Back to Communities

Denmark

ABOUT

HISTORY

There has been a Jewish presence in Denmark for more than 400 years. Denmark was the first of the three Scandinavian countries in which Jews were permitted to settle. The first Jewish community was founded in the newly-established town of Fredericia in 1682 and in 1684; an Ashkenazi community was founded in Copenhagen.

While Jews in Denmark were initially active in the seventeenth century in trading and manufacturing they also gained prominence as financiers and jewelers for the royal family. In 1782, there were 1,830 Jews in Denmark, most of them in Copenhagen. In 1814, Danish Jews were granted civic equality and received full citizenship rights in 1849.

The community’s population increased steadily until the middle of the nineteenth century when there were approximately 4,200 Jews in Denmark. Their numbers soon declined to 3,500 in 1900 due to intermarriage and a low birth rate.

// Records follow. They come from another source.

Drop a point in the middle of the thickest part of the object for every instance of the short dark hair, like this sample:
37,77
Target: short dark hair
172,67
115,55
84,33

By 1920, following an influx of Jewish refugees fleeing from pogroms in Eastern Europe, the total Jewish population numbered 6,000. In 1943, with a German roundup of Jews imminent, about 90% of the Jewish population was spirited to safety in neutral Sweden. Overall, 5,191 Jews, plus 1,301 people of part Jewish parentage, and 686 Christians married to Jews were secretly transported to Sweden.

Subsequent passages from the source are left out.